Five-year-old drowned after following dad into adult pool

A five-year-old boy on a weekend break with his parents and younger sibling in Killarney, Co Kerry, died after getting into difficulties in a hotel swimming pool on the morning he was due to go back to Dublin, the inquest into his death heard yesterday in Tralee.

A lifeguard pulled him from around 4ft of water in the adult pool of the Aquila Leisure Centre in the Gleneagle Hotel and huge efforts at trying to revive him were made, the inquest was told.

Dr Margot Bolster carried out an autopsy and found no evidence of head injury. She found cause of death to be acute cardio-respiratory failure due to drowning, she told the inquest.

The jury in the inquest into the death of Tadgh Fannin, Bellcare Park, Poppintree, Ballymun, Co Dublin, returned a verdict in accordance with the medical evidence of death due to drowning on July 18, 2011. He died at Kerry General Hospital.

Coroner Helen Lucey noted the family had come for a weekend break and Tadgh was learning to swim. “It was a very unfortunate tragedy and you have my deepest sympathy,” she said.

Superintendent Jim O’Connor thanked the staff of the leisure centre, who, he said, had made every effort to save the child.

The centre’s manager, Eamon Quigley, also extended his sympathy to the family on behalf of staff.

In a deposition read to the inquest by Supt O’Connor, the boy’s father Owen Fannin said he, his wife Karianne and their two children Tadgh and Feidhlin had arrived at the Gleneagle with friends on the previous Friday and had gone swimming every day.

On the Monday they were due to go home and at about 10.30am, he brought Tadgh to the baby pool.

“Tadgh loved the water,” Mr Fannin said, adding that he was splashing around and playing with him in the pool. He then brought him into the shallow end of the big pool and the child was using a small float.

“I was telling him he did a great job,” Mr Fannin said.

They sat together on the steps “and he gave me a hug and told me he loved me”, Mr Fannin said. Tadgh went back into the baby pool and Mr Fannin went into the big pool, where he swam two lengths.

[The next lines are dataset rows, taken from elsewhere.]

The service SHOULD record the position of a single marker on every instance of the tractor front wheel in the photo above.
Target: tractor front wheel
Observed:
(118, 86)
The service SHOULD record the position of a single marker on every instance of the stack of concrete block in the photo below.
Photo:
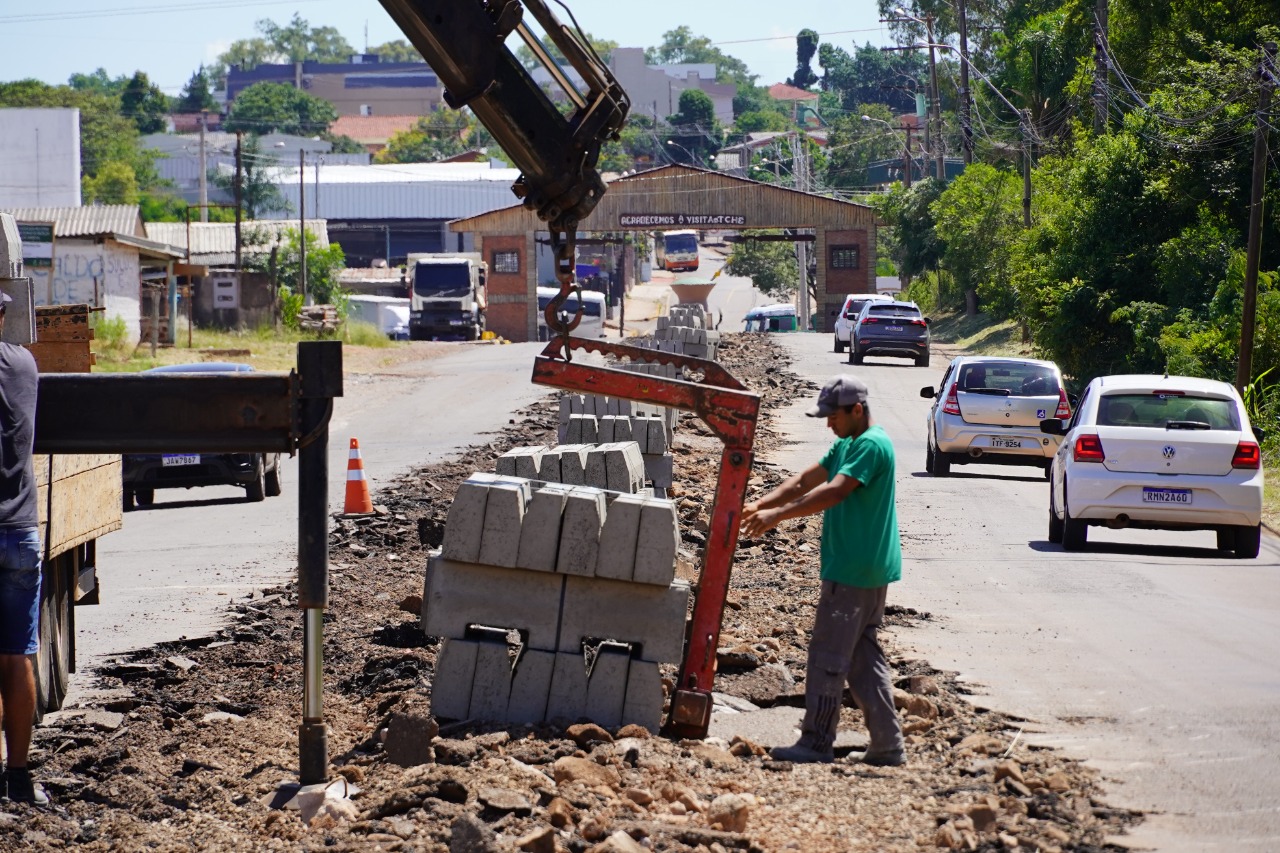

However when he went back into the baby pool he could not find Tadgh and began searching the changing rooms, asking people if they saw a child.

He returned to the pool to find staff performing CPR on Tadgh. “I wish I had never had that swim and that there was better separation between the baby pool and the adult pool,” Mr Fannin said.

The jury extended their deepest sympathy to the family.